Hace más de 20 años leí el libro de Jeremy Rifkin “La era del acceso” y una de las ideas que más se me quedó grabada fue la de la naturaleza expansiva del capitalismo. Su tendencia natural es a abrir nuevos mercados, a colarse por todos los intersticios, a mercantilizarlo todo.
El colonialismo europeo, especialmente el del siglo XIX, podría verse como un intento de conquistar mercados y de absorber en el sistema capitalista a las regiones que aún no habían entrado en él. Un autor que tiene mucho que decir sobre esta cuestión y al que recomiendo es Immanuel Wallerstein. Un ejemplo de cómo el colonialismo integró en el sistema capitalista a regiones que estaban fuera de él, lo podemos encontrar en el África colonial francesa. Los cultivadores practicaban una economía de subsistencia y no-monetaria. ¿Cómo empujar a esos cultivadores hacia el capitalismo? Muy sencillo: la Administración colonial les impuso impuestos que debían pagar con dinero. Los cultivadores se encontraron con que o bien se ponían a trabajar como peones para conseguir dinero, o bien se pasaban a cultivos comerciales que pudieran vender. De un plumazo habían pasado de la Edad del Hierro y el trueque a la era capitalista.
El capitalismo fue tan exitoso en su expansión que llegó un momento en el que ya no quedaban territorios interesantes que incorporar. Entonces comenzó el esfuerzo por incorporar más y más áreas de la vida cotidiana al capitalismo. Desde cosas triviales como cocinar galletas en casa, hasta coser vestidos, pasando por cuidar de los abuelos, todo fue susceptible de convertirse en mercancía. Esto fue acompañado de una herramienta ideológica: la invención del PIB.
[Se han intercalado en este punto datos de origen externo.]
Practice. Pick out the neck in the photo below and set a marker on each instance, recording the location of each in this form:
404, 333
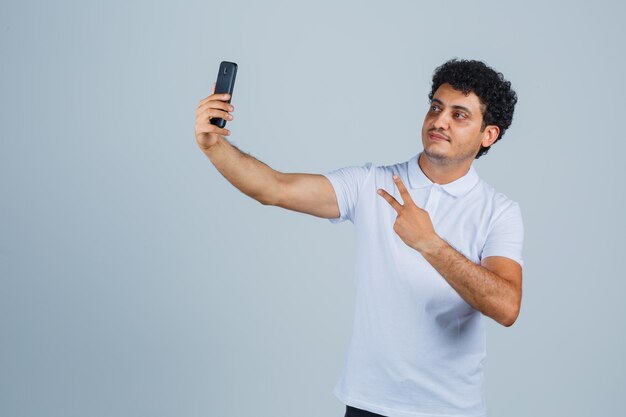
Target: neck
440, 173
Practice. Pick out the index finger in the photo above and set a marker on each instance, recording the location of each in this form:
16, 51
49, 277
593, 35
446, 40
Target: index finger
221, 97
406, 197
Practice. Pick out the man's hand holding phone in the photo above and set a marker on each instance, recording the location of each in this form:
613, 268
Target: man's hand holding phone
213, 106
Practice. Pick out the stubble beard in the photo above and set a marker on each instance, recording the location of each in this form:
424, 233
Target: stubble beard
442, 159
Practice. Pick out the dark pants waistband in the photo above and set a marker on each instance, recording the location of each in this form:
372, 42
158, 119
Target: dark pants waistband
357, 412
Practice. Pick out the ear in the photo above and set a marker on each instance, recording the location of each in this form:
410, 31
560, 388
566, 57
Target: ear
490, 135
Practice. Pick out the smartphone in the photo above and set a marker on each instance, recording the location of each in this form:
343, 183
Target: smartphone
225, 85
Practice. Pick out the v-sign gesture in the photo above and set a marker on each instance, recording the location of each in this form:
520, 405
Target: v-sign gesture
413, 224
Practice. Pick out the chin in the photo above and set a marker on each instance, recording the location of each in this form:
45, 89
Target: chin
435, 154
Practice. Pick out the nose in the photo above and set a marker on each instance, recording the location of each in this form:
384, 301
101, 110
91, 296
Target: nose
441, 121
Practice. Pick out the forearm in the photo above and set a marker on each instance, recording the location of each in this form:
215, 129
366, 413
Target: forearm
251, 176
482, 289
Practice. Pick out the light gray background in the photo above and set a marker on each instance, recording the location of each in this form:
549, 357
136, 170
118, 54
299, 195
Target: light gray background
135, 280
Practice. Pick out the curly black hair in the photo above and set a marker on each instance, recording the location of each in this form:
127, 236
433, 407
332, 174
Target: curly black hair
496, 96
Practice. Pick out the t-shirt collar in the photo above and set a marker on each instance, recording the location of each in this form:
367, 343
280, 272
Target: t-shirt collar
457, 188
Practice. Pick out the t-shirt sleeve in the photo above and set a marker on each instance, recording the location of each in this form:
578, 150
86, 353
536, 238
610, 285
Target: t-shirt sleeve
506, 236
346, 182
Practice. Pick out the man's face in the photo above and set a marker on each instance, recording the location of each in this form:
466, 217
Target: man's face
452, 126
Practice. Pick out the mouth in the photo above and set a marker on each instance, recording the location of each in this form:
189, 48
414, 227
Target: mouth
437, 137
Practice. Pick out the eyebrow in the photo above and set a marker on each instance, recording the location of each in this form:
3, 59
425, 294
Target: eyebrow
465, 109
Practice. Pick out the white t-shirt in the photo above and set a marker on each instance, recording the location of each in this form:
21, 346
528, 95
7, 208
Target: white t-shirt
417, 348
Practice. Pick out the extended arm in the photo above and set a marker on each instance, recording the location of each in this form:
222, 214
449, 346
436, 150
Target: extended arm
307, 193
494, 287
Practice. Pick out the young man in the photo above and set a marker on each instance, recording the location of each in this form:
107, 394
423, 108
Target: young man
437, 248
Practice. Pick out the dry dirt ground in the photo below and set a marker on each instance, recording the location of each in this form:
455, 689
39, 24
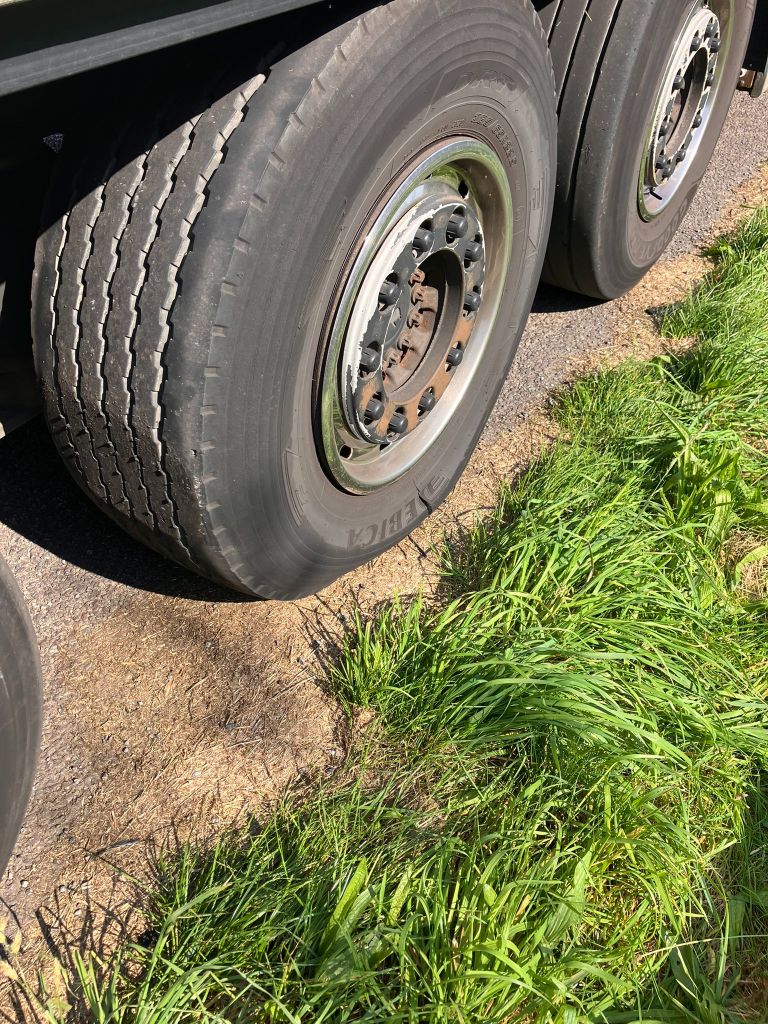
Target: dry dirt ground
174, 709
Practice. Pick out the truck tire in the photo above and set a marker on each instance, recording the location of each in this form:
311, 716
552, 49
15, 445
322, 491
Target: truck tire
270, 333
644, 89
20, 695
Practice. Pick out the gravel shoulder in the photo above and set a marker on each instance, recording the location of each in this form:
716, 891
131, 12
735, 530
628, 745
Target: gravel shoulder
173, 708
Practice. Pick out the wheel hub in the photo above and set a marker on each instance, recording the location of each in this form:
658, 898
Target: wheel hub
682, 109
416, 340
415, 314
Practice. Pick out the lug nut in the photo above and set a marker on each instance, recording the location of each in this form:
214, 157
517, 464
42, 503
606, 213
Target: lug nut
472, 301
473, 252
374, 411
370, 360
457, 226
388, 293
423, 240
398, 423
428, 401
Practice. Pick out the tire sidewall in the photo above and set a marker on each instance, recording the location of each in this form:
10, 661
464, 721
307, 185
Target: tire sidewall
625, 246
286, 519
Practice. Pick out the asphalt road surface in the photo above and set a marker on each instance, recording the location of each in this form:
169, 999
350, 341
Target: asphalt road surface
80, 574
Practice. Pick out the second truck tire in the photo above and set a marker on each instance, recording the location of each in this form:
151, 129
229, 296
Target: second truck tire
270, 324
644, 89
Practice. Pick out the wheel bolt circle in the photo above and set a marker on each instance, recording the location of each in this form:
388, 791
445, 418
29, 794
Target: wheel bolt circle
388, 293
457, 226
428, 401
374, 411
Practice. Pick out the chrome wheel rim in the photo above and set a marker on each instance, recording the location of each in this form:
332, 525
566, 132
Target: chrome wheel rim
415, 313
684, 103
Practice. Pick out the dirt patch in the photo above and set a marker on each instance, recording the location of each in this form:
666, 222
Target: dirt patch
177, 718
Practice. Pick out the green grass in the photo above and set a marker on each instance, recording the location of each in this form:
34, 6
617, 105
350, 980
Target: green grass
559, 812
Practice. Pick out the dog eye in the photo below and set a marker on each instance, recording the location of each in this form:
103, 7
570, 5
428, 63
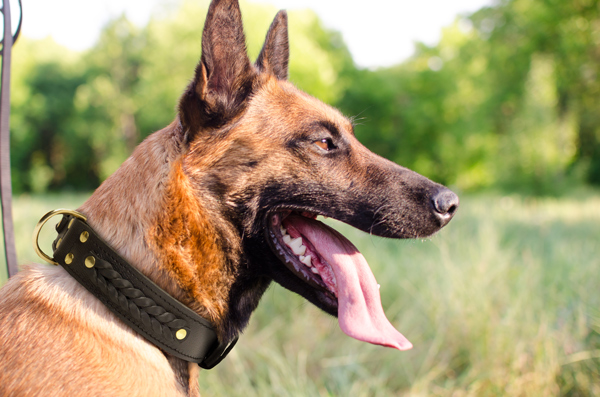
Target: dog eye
325, 144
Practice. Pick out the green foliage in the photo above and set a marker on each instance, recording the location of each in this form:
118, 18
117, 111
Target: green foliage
503, 301
507, 99
76, 117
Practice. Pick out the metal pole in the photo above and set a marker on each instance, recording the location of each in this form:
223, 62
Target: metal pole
5, 181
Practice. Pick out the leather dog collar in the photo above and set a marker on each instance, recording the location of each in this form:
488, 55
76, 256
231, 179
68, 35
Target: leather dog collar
131, 296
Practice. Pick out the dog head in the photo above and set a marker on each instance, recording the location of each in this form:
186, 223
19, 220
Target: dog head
265, 159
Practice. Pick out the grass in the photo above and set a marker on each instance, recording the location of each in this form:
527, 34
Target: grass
504, 301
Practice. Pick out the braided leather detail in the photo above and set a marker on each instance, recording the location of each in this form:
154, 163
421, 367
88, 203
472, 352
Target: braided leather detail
142, 308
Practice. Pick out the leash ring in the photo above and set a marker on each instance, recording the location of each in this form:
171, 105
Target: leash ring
40, 225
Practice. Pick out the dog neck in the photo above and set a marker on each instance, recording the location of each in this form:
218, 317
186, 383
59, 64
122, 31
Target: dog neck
147, 212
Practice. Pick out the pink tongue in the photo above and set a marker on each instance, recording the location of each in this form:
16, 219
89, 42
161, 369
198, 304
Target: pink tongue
360, 314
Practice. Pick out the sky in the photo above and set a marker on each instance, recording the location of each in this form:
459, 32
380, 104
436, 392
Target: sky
377, 32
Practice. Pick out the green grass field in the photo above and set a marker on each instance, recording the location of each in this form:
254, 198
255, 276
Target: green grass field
504, 301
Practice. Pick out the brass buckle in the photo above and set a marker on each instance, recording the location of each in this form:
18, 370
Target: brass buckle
40, 225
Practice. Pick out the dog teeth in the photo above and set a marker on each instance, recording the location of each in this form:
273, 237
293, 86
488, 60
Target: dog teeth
296, 246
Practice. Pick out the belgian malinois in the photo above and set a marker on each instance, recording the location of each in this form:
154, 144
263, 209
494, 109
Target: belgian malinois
213, 208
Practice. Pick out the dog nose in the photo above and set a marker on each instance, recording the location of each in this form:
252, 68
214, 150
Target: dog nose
445, 204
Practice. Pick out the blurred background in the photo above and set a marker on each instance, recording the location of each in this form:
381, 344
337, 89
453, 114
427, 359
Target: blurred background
500, 100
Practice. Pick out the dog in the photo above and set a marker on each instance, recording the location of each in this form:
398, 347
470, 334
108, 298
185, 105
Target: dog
213, 208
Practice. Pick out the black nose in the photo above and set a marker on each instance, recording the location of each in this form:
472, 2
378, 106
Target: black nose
445, 204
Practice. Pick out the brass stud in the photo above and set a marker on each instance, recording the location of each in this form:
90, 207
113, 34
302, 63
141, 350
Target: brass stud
181, 334
90, 261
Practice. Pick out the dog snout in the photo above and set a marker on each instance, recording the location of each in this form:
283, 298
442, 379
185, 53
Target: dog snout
445, 203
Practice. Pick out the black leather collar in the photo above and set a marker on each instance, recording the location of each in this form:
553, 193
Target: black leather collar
135, 299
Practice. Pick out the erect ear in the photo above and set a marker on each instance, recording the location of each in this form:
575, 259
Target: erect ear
275, 54
224, 76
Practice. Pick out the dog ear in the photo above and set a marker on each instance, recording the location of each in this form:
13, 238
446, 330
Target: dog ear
275, 54
224, 76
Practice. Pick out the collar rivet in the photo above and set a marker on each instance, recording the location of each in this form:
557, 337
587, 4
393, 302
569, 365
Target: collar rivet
181, 334
90, 261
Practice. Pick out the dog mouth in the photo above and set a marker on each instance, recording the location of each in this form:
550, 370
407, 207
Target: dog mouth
333, 267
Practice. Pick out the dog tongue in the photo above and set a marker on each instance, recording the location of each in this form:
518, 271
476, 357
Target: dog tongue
360, 313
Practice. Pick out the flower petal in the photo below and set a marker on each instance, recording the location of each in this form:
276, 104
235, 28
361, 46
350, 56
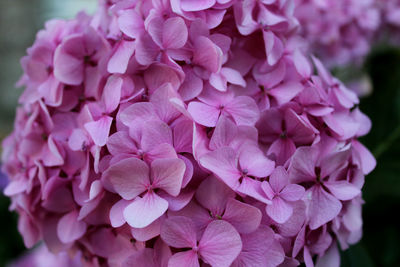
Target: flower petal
143, 211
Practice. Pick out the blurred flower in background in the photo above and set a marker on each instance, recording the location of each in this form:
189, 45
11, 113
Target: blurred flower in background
19, 22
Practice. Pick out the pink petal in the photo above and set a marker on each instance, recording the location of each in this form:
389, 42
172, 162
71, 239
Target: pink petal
220, 244
140, 258
244, 110
245, 218
224, 132
343, 190
131, 23
175, 33
279, 179
121, 143
167, 174
196, 5
302, 166
222, 162
273, 47
252, 159
148, 232
187, 259
279, 210
68, 68
323, 207
112, 93
233, 76
69, 228
128, 177
143, 211
117, 213
119, 61
204, 114
292, 192
213, 195
99, 130
179, 232
207, 54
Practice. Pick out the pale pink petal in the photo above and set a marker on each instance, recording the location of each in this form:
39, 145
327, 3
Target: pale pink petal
196, 5
253, 161
220, 244
279, 179
343, 190
99, 130
112, 93
244, 217
207, 54
148, 232
323, 207
175, 33
69, 228
213, 195
302, 165
187, 259
143, 211
222, 162
128, 177
179, 232
117, 213
119, 61
167, 174
131, 23
244, 110
292, 192
279, 210
204, 114
224, 132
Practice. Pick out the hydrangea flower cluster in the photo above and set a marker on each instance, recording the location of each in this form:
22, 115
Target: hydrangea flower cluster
185, 133
340, 32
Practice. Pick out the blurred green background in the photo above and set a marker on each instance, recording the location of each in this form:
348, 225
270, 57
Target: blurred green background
21, 19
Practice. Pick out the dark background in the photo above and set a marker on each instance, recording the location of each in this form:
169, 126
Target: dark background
380, 246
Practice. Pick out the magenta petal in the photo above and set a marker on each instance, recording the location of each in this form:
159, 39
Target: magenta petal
112, 93
167, 174
279, 179
175, 33
302, 166
69, 228
131, 23
252, 159
323, 207
343, 190
128, 177
213, 195
99, 130
222, 162
220, 244
143, 211
292, 192
187, 259
204, 114
179, 232
279, 210
69, 68
120, 59
117, 213
148, 232
196, 5
244, 217
244, 110
207, 54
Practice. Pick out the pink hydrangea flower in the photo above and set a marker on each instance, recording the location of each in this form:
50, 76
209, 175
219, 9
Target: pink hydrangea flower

El PIB fue inventado por Simón Kuznets en 1932 a petición del presidente Roosevelt, para medir cuánto se había contraído la economía durante la Gran Depresión. El PIB pronto se convirtió en el ídolo de políticos y economistas, porque resultaba una cifra tangible, un dato inequívoco que podía indicar si la economía estaba creciendo o cayendo. Pero el PIB dejaba fuera demasiadas cosas: los efectos adversos del crecimiento, en forma de contaminación, criminalidad o problemas mentales no entraban en los cálculos. Por otra parte, aquellas actividades no mercantilizadas, como cocinar unas galletas para la familia o cuidar de los abuelos, tampoco eran contabilizadas. Uno puede ser muy buen hijo, cuidando de sus padres en casa, pero está siendo muy mal ciudadano, porque impide que el PIB crezca. Si mete a sus padres en una residencia y, todavía mejor, si éstos se deprimen y se ponen a tomar prozac, el PIB se dispara.
La obsesión por el PIB fue de la mano con el deseo de mercantilizar todos los aspectos de la existencia humana. Internet ha supuesto un paso de gigante en el esfuerzo de que todas las áreas de la vida se conviertan en mercancía. Los videojuegos como sustitutos de los juegos de mesa o de otras maneras de relacionarse. Netflix, reemplazando a los libros como suministrador de historias y conocimientos. Plataformas/juegos como los Sims o Second Life, que te proponen llevar una vida paralela online, supuestamente más maravillosa que la vida de mierda que llevas en la realidad. Facebook dio un paso más y consiguió hacer negocio con nuestras ansias de estar en contacto y nuestro gusto por el chafardeo.
Y ahora de los inventores de Facebook nos llega el metaverso. He seguido varios de los vídeos de Zuckerberg al respecto y veo que quiere que disfrutemos del ocio, trabajemos y compremos en el metaverso. Él lo presenta de manera entusiasta. Mi opinión es más siniestra. El metaverso representa el sueño último del capitalismo: lograr que pasemos todas nuestras horas de vigilia en una plataforma digital que controla una empresa. Por fin hemos alcanzado el destino final: que cada segundo de nuestra existencia se convierta en una mercancía.